How Do You Review PRs in Code You've Never Worked In?

For Mid-level developers doing code reviews across teams · Based on Priscila Andre's Comprehend-First AI Coding Skill

// TL;DR

Mid-level developers frequently get tagged as reviewers on pull requests that touch code they've never worked in directly. The Comprehend-First AI Coding Skill gives you a structured way to build enough context to provide a genuine review instead of a rubber-stamp approval. Use the Catch Me Up prompt with Feature and Trace exploration modes to understand the end-to-end feature and data path being modified, all without interrupting the PR author or waiting for someone in another time zone.

Why Do Most Cross-Team Code Reviews Fail?

Be honest: when you're tagged as a reviewer on a PR that touches an unfamiliar part of the codebase, do you give a genuine review or a rubber-stamp approval? Most developers, when pressed for time and context, default to checking for obvious issues—typos, missing tests, style violations—and approving without understanding the actual impact of the change.

This isn't laziness. It's a context problem. You don't have the mental model needed to assess whether the change is correct, and building that mental model by reading code manually takes more time than you have. The PR author is in another time zone. The documentation is sparse.

Priscila Andre's Comprehend-First method solves this by giving you a fast, structured way to build enough context to review meaningfully.

How Do You Build Context for a PR Review in Minutes?

Invoke the Catch Me Up prompt with these inputs:

1. Role: "I am a PR reviewer with partial context. I know this area of the codebase exists but have never worked in it directly."

2. Exploration modes: Feature (to understand the end-to-end feature being modified) + Trace (to follow the data path the PR changes).

3. Specific question: "Walk me through how this feature works end-to-end and trace the data path this PR is modifying. Show me what's upstream and downstream of the changed code."

4. Output format: "Show me a flow diagram of the data path and a table of affected components."

In 10–15 minutes, you'll have a structured understanding of what the PR is actually changing, what depends on it, and what could break. This is genuine review context, not surface-level familiarity.

What Should You Verify Before Approving?

Once the AI gives you the feature overview and data trace, apply the comprehension gate:

- Can you explain, in plain language, what the PR changes and why?

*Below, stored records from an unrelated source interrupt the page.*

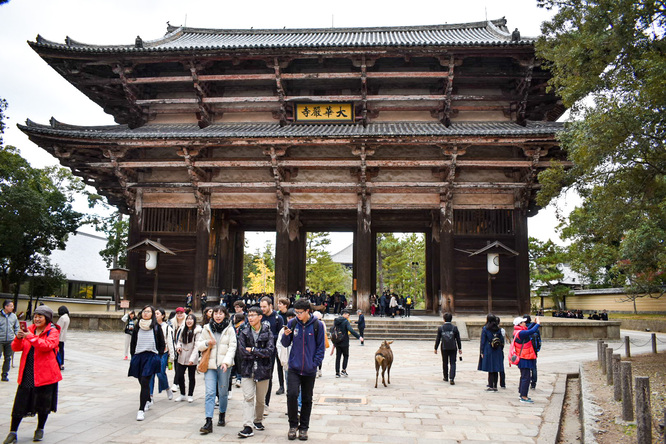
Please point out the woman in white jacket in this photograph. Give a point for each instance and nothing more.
(220, 336)
(188, 356)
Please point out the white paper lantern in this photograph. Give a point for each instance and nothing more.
(151, 259)
(493, 263)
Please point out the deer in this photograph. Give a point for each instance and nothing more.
(384, 359)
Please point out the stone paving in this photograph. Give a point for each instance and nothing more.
(98, 402)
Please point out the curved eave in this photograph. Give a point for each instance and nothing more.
(181, 39)
(273, 131)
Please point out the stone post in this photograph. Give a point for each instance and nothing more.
(617, 380)
(609, 366)
(627, 398)
(643, 411)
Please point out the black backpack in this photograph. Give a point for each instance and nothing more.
(336, 334)
(496, 342)
(448, 340)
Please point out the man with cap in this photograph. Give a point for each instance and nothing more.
(8, 329)
(176, 324)
(535, 339)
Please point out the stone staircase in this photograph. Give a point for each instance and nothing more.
(415, 328)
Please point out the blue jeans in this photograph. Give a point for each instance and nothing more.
(161, 376)
(216, 380)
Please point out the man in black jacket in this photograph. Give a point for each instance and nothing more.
(342, 325)
(257, 349)
(449, 336)
(275, 323)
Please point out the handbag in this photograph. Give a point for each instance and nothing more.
(203, 361)
(514, 357)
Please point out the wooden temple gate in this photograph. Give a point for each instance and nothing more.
(226, 131)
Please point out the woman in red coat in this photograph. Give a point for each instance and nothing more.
(39, 373)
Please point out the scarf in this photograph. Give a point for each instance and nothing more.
(218, 328)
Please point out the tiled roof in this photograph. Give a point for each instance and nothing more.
(488, 33)
(270, 130)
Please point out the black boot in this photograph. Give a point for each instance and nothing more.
(208, 427)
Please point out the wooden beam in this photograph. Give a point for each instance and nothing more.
(205, 114)
(280, 91)
(448, 92)
(523, 91)
(285, 76)
(131, 95)
(333, 98)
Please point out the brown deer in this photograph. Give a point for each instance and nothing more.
(384, 359)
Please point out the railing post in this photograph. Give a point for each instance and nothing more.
(617, 379)
(609, 366)
(643, 411)
(627, 397)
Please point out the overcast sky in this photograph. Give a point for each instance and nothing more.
(36, 91)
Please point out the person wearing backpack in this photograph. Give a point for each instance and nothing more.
(449, 336)
(535, 338)
(340, 338)
(492, 356)
(526, 352)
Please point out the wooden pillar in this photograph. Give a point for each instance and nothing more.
(296, 271)
(281, 258)
(237, 261)
(201, 253)
(447, 271)
(363, 247)
(373, 267)
(134, 260)
(522, 261)
(225, 262)
(432, 274)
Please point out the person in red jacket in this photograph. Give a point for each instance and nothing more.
(39, 373)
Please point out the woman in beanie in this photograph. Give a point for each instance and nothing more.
(188, 356)
(218, 335)
(526, 352)
(63, 323)
(146, 347)
(39, 373)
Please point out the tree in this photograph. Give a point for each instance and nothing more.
(608, 61)
(36, 215)
(322, 274)
(263, 281)
(400, 264)
(116, 229)
(267, 257)
(546, 258)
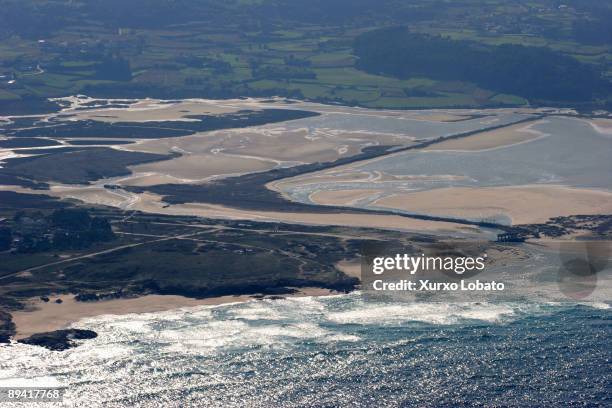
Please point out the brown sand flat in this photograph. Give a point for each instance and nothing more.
(602, 125)
(490, 140)
(523, 204)
(350, 267)
(148, 110)
(342, 197)
(203, 166)
(42, 316)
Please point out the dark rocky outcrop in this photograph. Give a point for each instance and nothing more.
(59, 340)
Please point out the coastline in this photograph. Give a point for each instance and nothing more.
(40, 316)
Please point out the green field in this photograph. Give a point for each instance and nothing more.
(242, 49)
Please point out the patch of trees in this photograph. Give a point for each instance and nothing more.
(67, 228)
(594, 32)
(114, 68)
(535, 73)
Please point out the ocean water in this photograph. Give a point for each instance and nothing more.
(335, 351)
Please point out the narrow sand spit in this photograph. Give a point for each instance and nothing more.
(42, 316)
(523, 204)
(602, 125)
(491, 140)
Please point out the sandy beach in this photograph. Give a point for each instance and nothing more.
(523, 204)
(42, 316)
(491, 140)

- Does the PR's approach align with the codebase conventions you discovered?

- Are there upstream or downstream effects the PR author may have missed?

- Do the tests actually cover the modified path, or are they testing adjacent functionality?

Use the Convention exploration mode if you need to check whether the PR follows coding standards. Use History mode if you want to understand whether the area has been recently refactored and whether this PR might conflict with ongoing changes.

If you find a genuine concern, you can raise it with specific context—not a vague "this doesn't look right" but "this change modifies the data path between X and Y, but the test only covers the path from Y to Z." That's the kind of review comment that actually prevents bugs.

How Does This Compare to Just Asking the PR Author?

Asking the PR author is always valid, but it has costs: they may be in a different time zone, busy with other work, or not available for synchronous discussion. Comprehend-First lets you do 80% of the context-building asynchronously with AI, then ask the author only targeted, high-value questions that the code alone can't answer—like "Was there a product reason for this approach vs. the alternative?"

This is also more respectful of the author's time. Instead of asking them to explain the entire feature from scratch, you arrive with a working understanding and ask only about the gaps.

What Should You Do Next?

The next time you're tagged on a PR in unfamiliar code, spend 10 minutes with Catch Me Up before opening the diff. Use Feature + Trace modes to understand the context, then review the actual changes with that mental model. Track how many genuine issues you catch compared to your previous rubber-stamp reviews. Most developers find the difference is dramatic—and their review comments become significantly more valuable to the team.

// FREQUENTLY ASKED QUESTIONS

How long does it take to get enough context to review a PR in unfamiliar code?

Using the Catch Me Up prompt with Feature and Trace modes, most developers can build sufficient review context in 10–15 minutes. This includes generating a data flow diagram, understanding affected components, and verifying the output against the actual PR diff. Compare this to the alternative: either rubber-stamping the PR or spending an hour manually reading unfamiliar code.

What if the AI's understanding of the code contradicts what the PR is doing?

This is valuable signal, not a problem. Either the AI misunderstood the codebase (verify by checking the actual code) or the PR is making a change that conflicts with the existing architecture. In both cases, the discrepancy is worth investigating. Raise it as a review comment with specific context, and let the PR author clarify.

Can I use Comprehend-First for security reviews of unfamiliar code?

Yes. Use Trace mode to follow data paths involving user input, authentication, or authorization. Ask the AI to identify where untrusted data enters the system and how it's validated along the path the PR modifies. This gives you a structured basis for security review even in code you've never worked in, though it should supplement, not replace, dedicated security review processes.